“Dear God, please make me as wealthy as possible. And healthy. And happy, too. Oh, and make life easier for my friends and family, and for me too, please.” Amen.
Think about this, how many of your prayers did I just describe? I know that describes a lot of mine.
Hey, I make them sound so spiritual, and I say the kindest words and ask humbly, but overall I think that it’s very important to me that God makes me happy.
It’s more important to God that he is my happiness.
Just recall the Lord’s Prayer. How does it start? With a term of endearment between you and God. Then a reminder that you’re sitting on the lap of the CEO of the universe. Then you get down to business—God’s business—and ask that everything you think, say, do, and plan is part of his business plan. “Oh, and God, all those things you want … I want to want them, too. I trust you. I follow you.”
And, finally, then is the request for health and wealth and earthly circumstances all summed up in “daily bread.”
“Give me neither poverty nor riches, but give me only my daily bread. Otherwise, I may have too much and disown you and say, ‘Who is the Lord?’ Or I may become poor and steal, and so dishonor the name of my God” (Proverbs 30:8-9).
See that?
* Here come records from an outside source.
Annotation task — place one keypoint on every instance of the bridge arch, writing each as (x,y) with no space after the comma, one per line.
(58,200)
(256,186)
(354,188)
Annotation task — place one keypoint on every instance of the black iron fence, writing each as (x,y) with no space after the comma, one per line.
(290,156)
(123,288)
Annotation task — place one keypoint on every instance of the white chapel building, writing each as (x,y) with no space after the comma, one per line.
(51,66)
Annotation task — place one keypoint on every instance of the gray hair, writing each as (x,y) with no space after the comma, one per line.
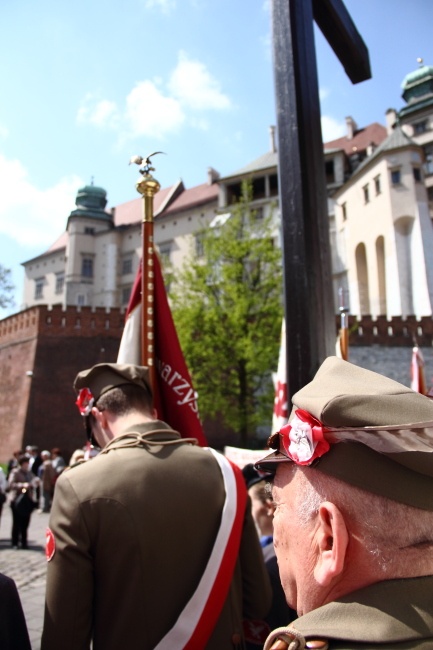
(392,532)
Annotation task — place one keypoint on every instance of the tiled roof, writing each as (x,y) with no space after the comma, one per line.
(373,133)
(396,140)
(198,195)
(269,159)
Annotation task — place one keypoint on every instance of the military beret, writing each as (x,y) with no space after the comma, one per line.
(362,428)
(105,376)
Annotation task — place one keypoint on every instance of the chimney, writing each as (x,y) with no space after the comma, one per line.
(212,175)
(351,127)
(272,138)
(391,120)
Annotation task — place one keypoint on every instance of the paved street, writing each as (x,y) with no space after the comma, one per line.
(27,568)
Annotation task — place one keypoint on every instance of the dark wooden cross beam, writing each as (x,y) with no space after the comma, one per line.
(308,296)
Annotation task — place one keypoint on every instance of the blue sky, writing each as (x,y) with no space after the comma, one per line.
(87,84)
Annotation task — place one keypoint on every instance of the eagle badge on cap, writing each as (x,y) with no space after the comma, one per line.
(50,544)
(303,438)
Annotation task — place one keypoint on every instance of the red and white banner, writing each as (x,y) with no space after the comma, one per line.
(417,372)
(175,398)
(281,407)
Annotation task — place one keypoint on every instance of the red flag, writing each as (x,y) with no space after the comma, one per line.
(417,372)
(175,398)
(281,407)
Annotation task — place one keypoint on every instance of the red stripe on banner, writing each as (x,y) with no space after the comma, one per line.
(218,594)
(175,399)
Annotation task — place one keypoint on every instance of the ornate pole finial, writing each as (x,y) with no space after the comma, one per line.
(147,186)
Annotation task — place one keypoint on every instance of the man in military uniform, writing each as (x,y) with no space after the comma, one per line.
(353,526)
(151,544)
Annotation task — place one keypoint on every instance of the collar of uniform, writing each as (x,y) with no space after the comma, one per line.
(392,611)
(154,431)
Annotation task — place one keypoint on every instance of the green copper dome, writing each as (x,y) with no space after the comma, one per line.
(91,202)
(418,85)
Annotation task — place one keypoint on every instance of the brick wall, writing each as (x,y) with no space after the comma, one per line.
(41,351)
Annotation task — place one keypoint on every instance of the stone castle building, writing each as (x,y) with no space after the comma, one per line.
(380,205)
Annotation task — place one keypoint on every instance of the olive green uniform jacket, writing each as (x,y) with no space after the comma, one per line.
(389,615)
(133,529)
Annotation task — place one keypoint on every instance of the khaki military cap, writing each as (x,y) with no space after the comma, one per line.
(105,376)
(362,428)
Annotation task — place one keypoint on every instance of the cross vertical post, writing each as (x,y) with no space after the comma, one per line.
(308,295)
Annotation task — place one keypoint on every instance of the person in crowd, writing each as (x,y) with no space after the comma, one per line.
(57,461)
(21,481)
(13,461)
(13,627)
(77,457)
(3,490)
(47,476)
(262,507)
(154,537)
(35,459)
(353,525)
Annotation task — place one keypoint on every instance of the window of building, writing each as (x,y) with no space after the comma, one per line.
(127,266)
(39,288)
(199,248)
(329,171)
(420,127)
(344,211)
(259,188)
(377,185)
(126,293)
(428,166)
(258,213)
(395,177)
(273,185)
(60,282)
(234,193)
(87,267)
(164,251)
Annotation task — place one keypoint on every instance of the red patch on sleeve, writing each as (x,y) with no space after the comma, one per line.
(50,544)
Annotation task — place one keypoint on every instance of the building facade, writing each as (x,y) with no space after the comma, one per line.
(380,204)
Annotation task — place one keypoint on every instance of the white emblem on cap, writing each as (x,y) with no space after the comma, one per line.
(302,444)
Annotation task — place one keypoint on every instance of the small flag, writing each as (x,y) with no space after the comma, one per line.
(281,412)
(417,371)
(175,398)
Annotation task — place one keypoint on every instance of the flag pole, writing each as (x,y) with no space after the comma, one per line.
(344,326)
(147,186)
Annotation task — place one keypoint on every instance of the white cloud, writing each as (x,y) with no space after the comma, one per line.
(158,108)
(166,6)
(31,216)
(101,113)
(323,94)
(193,85)
(332,129)
(148,111)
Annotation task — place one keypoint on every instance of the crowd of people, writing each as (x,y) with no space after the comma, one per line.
(327,542)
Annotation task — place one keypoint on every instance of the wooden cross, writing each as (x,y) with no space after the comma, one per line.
(308,296)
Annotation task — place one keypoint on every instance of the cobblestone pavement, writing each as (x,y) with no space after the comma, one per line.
(27,568)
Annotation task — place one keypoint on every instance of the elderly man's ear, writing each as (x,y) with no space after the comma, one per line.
(332,540)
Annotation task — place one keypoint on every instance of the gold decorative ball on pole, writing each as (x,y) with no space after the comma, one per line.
(147,186)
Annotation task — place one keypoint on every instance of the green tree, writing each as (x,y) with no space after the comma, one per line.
(227,306)
(6,288)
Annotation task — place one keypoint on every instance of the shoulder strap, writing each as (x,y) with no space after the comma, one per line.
(199,617)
The writer of this proverb prays, “God, do what is best for us (you and me, God).” Relationship with God is primary. Things are secondary.
When God is first for you, you’ll get both. When things are first for you, you’ll get neither.
PRAYER: Dear God, help me pray more about us. Amen.
FURTHER MEDITATION: Meditate on the Lord’s Prayer as I described it above. Pause. Take some time to ponder the meaning of each phrase, and especially how it asks, “God, do what is best for us.”